忘れる技術 | 丸の内で働く社長のフロク Powered by アメブロ

忘れる技術

さて、8月が終わり9月になりました。
今年の8月は(私見ですが)、なんだか例年とは違って、上旬までやけに暑く、ところが下旬になっていきなり秋のようになり、連日太陽を見ることもないままでした。
子供たちも夏休みを惜しんでさあ最後のプールだと勇んで出掛けることもできなかったはず。
じわじわと気温が下がってくれれば「秋の訪れ」などとありがたがるはずなのに、こう連日不順な天気ではむしろ夏を返せと言いたくなります。
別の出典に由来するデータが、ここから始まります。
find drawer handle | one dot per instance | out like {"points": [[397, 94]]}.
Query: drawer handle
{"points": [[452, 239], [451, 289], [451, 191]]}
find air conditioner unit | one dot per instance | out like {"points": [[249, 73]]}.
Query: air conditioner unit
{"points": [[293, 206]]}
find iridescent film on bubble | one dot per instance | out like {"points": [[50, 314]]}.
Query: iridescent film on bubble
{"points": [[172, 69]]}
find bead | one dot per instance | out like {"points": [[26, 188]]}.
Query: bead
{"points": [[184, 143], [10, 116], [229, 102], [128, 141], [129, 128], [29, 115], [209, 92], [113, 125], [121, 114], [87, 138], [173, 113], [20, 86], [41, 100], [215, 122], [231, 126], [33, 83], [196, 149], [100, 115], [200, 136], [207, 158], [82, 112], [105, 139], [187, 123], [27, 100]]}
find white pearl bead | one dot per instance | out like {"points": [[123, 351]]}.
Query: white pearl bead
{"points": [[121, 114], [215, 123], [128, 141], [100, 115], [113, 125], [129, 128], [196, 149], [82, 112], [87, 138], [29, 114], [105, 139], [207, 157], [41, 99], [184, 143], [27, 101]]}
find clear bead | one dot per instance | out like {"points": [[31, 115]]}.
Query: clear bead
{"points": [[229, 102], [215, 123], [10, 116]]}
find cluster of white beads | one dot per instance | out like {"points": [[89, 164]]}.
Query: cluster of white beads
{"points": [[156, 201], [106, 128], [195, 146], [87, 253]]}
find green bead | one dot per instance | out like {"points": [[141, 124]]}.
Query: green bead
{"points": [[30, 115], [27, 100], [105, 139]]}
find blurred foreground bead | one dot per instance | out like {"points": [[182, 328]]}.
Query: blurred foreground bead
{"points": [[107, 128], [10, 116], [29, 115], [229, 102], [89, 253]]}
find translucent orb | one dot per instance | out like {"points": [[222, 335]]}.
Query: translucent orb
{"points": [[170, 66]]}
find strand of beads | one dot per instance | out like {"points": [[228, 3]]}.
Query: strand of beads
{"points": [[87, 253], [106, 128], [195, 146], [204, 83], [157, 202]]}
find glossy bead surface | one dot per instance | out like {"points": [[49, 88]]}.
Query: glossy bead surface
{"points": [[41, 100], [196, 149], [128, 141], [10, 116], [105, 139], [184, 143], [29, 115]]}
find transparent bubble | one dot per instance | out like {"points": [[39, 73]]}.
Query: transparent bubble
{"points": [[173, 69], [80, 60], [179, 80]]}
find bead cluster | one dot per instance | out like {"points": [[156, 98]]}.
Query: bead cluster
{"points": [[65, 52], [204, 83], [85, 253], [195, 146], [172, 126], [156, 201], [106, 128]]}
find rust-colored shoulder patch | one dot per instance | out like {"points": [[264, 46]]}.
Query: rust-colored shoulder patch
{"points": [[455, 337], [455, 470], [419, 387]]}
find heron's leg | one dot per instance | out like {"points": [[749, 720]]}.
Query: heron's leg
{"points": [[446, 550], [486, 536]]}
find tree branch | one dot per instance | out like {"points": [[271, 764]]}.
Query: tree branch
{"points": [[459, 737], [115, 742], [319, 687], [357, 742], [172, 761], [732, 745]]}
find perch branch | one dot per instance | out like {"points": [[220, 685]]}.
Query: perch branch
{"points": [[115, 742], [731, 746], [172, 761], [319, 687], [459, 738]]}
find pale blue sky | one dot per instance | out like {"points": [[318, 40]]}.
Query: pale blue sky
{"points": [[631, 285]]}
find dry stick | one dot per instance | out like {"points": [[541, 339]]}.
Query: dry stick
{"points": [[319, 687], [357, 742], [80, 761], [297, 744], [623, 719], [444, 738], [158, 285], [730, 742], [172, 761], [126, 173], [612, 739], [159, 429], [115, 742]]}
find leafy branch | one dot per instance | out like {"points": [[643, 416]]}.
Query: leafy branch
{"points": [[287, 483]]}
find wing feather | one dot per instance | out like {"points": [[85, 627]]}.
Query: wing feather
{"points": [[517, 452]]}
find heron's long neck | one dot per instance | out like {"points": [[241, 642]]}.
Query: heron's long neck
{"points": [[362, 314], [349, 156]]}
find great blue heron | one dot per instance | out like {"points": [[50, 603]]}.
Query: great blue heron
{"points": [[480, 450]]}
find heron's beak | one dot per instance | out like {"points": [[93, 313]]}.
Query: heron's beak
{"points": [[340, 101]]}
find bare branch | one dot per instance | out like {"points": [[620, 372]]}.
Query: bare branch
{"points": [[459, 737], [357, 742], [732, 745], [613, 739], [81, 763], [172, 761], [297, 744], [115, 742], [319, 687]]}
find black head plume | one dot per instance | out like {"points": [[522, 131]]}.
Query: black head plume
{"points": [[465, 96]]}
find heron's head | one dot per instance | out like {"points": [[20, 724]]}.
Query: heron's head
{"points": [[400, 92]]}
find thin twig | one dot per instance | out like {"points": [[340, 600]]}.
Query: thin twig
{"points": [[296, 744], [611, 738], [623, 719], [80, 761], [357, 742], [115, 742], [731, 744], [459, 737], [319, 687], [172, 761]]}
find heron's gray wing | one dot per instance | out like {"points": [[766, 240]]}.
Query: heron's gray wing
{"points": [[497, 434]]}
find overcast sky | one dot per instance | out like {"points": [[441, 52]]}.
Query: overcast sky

私の仕事でいうと、今年の8月はまるで1ヶ月夏休みを取ったかのように、実に動きが少ないままに終わってしまいました。
進めたい仕事もありました。完遂するはずだったこともありましたが、どれも消化不良のままです。
なぜこうなった? と色々振り返るのですが、あまりまともな分析に至りません。

先ほど触れた夏の天候不順くらいしか、8月の不調の原因が見当たらない。
仕事の低迷を環境のせいにするわけにはいかないし、それをやってしまうと前に進まなくなるので、もう一度原因を追求するわけですが、そこにもまた隘路が待っている。
こういうとき、私は「忘れる」という究極のビジネスツールを使うことにしています。

覚えていた方がいいことがあるのと同じくらい、忘れた方がいいことが、人生にはあります。
ところが、人間、持っていないものを得ようとするのは日常でも、持っているものを捨て去ることを日常にはしていません。
また、これまで受けた教育からしても、何かを得るように努力せよと言われたことがあっても、何かを捨て去れと言われることはそう滅多にない。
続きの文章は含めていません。